392 per cent rise in LoC firing cases
New Delhi: The number of ceasefire violations (CFV) by Pakistan along the Line of Control (LoC) in Jammu and Kashmir rose by an astounding 392 per cent in six months after the surgical strike by India’s special forces in the intervening night of September 28-29.
From April 2016 to September-end, Pakistani troops violated the ceasefire treaty 50 times while in the next six months, from October 2016 to March 2017, the number rose to 196, a whopping rise of 392 per cent.
The figures have been analysed from a written response to a query in the Rajya Sabha by minister of state for defence Dr Subhash Bhamre on the number of CFVs in the last 12 months.
During 2016 and 2015, there were 228 and 152 ceasefire violations, respectively, by Pakistan.
On November 25, 2003, the director generals of military operations of India and Pakistan inked a “no-firing” or ceasefire agreement along Indo-Pak border in Jammu and Kashmir. Besides the 190-km-long International Border (IB) in Jammu, the pact is applicable along the over 500 km long LoC and the Actual Ground Position Line in J&K.
Mr Bhamre also said that the Army retaliated appropriately to the ceasefire violations. “In addition, all violations of ceasefire are taken up with Pakistan authorities at the appropriate level through the established mechanism of hotlines, flag meetings as well as weekly talks between the directorate generals of military operations of the two countries,” the minister wrote.
On the intervening night of September 28-29, acting on specific and very definite inputs from across the border that there were several terrorist teams positioned at the launch pads, ready to carry out strike in J&K and other parts of country with an aim of causing destruction and damage to the citizen, India’s elite special forces had carried out several coordinated and incisive strikes on the militant launch pads across the LoC inflicting huge damage.

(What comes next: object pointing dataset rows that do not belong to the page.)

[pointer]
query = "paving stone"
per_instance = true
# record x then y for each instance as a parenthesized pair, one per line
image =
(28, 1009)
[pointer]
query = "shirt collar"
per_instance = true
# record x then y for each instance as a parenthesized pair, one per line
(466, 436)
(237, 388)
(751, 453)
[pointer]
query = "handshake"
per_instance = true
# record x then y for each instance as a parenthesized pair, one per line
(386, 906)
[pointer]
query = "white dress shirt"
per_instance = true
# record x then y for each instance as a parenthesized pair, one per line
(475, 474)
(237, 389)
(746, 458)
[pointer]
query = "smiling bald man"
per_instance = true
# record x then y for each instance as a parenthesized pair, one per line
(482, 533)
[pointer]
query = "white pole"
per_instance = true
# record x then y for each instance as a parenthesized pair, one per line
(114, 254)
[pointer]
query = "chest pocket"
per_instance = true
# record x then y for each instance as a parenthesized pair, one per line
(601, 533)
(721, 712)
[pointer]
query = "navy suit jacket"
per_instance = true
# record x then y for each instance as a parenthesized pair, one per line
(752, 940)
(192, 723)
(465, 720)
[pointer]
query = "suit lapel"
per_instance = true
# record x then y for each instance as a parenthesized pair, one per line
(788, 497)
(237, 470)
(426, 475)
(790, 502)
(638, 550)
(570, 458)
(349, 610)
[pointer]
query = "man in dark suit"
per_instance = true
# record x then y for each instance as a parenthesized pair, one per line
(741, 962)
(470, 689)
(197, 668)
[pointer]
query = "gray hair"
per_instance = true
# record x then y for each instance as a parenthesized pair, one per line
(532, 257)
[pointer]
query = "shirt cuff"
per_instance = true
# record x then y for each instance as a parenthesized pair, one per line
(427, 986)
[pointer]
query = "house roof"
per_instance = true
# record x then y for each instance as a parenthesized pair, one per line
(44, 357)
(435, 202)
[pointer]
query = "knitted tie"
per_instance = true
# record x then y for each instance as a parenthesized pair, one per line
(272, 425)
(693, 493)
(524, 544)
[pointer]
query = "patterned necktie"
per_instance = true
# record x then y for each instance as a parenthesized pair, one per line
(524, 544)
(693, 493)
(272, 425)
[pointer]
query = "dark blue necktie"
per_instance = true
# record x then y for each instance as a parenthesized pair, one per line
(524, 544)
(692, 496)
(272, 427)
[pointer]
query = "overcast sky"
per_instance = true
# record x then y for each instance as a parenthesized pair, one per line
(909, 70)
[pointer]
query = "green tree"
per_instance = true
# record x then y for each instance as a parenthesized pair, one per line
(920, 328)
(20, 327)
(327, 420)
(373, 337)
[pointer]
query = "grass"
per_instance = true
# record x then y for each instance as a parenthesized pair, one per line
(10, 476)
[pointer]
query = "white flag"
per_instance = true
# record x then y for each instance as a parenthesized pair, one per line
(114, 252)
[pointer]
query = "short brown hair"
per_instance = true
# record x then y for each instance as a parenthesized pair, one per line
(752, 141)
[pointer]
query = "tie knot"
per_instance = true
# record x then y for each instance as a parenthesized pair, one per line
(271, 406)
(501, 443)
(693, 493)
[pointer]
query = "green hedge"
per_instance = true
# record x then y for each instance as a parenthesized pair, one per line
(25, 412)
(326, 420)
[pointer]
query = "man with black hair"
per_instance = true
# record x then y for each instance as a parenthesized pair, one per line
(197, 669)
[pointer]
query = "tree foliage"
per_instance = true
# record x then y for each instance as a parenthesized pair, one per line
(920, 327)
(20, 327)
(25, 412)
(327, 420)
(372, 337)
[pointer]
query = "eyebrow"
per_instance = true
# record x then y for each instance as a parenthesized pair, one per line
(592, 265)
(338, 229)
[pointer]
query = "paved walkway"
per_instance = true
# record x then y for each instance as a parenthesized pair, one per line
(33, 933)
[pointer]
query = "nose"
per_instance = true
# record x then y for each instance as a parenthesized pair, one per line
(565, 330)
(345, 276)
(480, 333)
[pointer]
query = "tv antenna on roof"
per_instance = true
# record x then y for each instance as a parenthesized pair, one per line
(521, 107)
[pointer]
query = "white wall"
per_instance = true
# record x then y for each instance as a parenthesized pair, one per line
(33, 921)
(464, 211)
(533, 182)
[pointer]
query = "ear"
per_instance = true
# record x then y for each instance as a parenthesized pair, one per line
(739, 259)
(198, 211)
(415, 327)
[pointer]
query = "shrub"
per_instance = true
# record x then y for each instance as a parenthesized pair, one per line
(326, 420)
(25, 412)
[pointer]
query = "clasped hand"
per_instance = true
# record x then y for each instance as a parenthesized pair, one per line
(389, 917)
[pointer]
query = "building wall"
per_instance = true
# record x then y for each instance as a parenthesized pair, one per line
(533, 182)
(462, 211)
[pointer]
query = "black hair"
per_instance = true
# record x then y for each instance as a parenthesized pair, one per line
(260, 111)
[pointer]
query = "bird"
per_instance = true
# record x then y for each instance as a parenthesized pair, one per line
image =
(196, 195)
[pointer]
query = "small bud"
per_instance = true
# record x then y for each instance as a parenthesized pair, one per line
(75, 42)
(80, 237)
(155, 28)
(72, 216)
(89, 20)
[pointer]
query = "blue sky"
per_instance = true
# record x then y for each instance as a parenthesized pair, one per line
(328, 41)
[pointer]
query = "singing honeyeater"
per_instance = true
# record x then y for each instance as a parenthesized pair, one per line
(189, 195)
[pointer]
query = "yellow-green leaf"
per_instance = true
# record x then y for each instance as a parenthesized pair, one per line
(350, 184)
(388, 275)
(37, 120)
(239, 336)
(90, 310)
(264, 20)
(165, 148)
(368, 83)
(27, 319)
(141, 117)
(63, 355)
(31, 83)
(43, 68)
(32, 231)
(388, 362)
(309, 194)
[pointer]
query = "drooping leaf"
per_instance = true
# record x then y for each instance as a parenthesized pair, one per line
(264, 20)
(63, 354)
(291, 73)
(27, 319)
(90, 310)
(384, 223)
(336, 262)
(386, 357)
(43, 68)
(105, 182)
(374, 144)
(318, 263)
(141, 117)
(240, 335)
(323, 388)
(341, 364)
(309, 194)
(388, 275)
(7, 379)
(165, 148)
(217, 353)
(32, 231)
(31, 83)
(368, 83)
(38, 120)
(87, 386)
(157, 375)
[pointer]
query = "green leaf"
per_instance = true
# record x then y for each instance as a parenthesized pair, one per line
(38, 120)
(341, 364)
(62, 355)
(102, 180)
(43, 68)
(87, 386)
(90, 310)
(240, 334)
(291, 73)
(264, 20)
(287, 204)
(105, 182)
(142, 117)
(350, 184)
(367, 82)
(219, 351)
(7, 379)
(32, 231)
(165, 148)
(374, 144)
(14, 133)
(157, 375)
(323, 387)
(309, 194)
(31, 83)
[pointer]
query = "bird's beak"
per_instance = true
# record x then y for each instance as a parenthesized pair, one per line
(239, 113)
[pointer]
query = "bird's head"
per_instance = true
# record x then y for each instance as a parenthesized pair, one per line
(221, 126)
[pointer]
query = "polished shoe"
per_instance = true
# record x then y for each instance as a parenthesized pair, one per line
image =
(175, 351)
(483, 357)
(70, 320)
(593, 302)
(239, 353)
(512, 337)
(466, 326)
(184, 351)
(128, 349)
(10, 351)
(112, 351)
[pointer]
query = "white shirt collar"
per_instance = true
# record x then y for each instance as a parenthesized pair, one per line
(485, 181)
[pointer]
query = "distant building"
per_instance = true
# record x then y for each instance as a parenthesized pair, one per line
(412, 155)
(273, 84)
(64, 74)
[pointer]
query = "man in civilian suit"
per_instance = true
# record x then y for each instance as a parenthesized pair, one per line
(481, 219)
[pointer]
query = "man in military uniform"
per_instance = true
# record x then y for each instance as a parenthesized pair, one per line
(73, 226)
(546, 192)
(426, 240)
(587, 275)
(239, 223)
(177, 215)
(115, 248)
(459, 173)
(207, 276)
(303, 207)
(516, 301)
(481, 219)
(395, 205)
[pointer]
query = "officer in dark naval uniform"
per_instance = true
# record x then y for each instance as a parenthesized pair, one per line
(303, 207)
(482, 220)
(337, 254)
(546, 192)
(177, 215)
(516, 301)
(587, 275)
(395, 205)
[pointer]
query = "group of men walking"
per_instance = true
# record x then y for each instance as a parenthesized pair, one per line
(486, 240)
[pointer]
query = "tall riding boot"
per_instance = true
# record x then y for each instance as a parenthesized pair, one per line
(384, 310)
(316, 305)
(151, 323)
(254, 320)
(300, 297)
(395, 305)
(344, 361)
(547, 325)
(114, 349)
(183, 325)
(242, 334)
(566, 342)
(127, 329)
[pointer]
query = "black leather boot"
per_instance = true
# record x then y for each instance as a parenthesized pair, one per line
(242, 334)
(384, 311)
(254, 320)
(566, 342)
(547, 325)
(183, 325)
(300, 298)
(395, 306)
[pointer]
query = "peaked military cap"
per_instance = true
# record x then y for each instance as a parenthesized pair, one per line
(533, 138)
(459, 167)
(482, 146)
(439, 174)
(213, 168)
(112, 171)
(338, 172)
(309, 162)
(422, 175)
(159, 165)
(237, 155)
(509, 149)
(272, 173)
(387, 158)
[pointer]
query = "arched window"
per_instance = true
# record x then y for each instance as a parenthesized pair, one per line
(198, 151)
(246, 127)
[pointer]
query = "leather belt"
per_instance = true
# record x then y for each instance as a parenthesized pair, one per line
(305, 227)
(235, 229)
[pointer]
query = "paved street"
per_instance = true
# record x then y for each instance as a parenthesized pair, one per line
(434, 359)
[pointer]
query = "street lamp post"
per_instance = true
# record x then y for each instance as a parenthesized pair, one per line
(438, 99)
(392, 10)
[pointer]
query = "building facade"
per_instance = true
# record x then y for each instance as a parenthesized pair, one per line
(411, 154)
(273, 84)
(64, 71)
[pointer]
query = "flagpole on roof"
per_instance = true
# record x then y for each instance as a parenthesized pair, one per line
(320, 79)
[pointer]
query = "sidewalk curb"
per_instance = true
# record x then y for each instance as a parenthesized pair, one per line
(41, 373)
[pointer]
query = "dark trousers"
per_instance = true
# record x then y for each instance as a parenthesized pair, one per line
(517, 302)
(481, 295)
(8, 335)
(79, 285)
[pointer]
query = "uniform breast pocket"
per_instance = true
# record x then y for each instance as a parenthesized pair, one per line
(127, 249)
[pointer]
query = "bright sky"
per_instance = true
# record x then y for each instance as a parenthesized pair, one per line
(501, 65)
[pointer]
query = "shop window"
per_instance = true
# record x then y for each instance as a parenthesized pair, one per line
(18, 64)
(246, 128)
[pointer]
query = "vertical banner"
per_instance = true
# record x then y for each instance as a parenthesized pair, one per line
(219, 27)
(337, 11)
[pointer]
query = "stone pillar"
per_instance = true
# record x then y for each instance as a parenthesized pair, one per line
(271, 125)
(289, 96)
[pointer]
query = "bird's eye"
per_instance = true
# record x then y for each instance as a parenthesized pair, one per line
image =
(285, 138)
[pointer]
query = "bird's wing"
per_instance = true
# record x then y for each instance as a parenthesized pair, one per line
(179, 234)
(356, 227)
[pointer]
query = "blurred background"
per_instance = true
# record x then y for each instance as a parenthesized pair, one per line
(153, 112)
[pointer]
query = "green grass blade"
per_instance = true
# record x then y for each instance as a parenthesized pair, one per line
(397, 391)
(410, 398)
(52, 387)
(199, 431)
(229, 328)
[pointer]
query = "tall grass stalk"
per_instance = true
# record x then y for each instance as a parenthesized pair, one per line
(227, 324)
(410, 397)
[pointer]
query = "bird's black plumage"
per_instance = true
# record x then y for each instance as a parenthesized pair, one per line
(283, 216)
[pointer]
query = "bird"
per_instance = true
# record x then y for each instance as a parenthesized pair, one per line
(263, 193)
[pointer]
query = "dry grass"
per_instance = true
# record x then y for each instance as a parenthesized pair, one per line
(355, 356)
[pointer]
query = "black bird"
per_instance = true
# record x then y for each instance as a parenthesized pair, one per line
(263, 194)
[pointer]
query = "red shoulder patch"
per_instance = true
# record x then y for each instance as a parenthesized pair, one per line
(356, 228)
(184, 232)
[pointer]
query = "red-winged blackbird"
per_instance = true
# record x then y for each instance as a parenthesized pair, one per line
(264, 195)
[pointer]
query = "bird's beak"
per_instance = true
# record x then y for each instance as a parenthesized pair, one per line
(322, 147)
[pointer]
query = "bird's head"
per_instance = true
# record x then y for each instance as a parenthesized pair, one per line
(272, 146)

The surgical strikes, besides being a response to a brazen attack on September 18 by Pakistani militants on an Army base in J&K’s Uri that killed 19 soldiers, also marked a tactical shift by carrying the fight to the enemy camps and also to ostensibly demonstrate a “hard state” posturing that would not tolerate terror-related anti-India activity.
According to figures compiled by the South Asian Terrorism Portal (SATP), a leading website dedicated to counter terrorism analysis, till April 9, 2017, at least 6,286 security forces personnel have lost their lives in the J&K terrorist-related violence in the last 29 years from 1988 onwards while 23,172 terrorist have been eliminated. With 14,782 civilians being killed during the period, the total fatalities in the violence stands at 44,206 lives. Year 2000 was the peak year for terrorists killed when at least 638 were gunned down.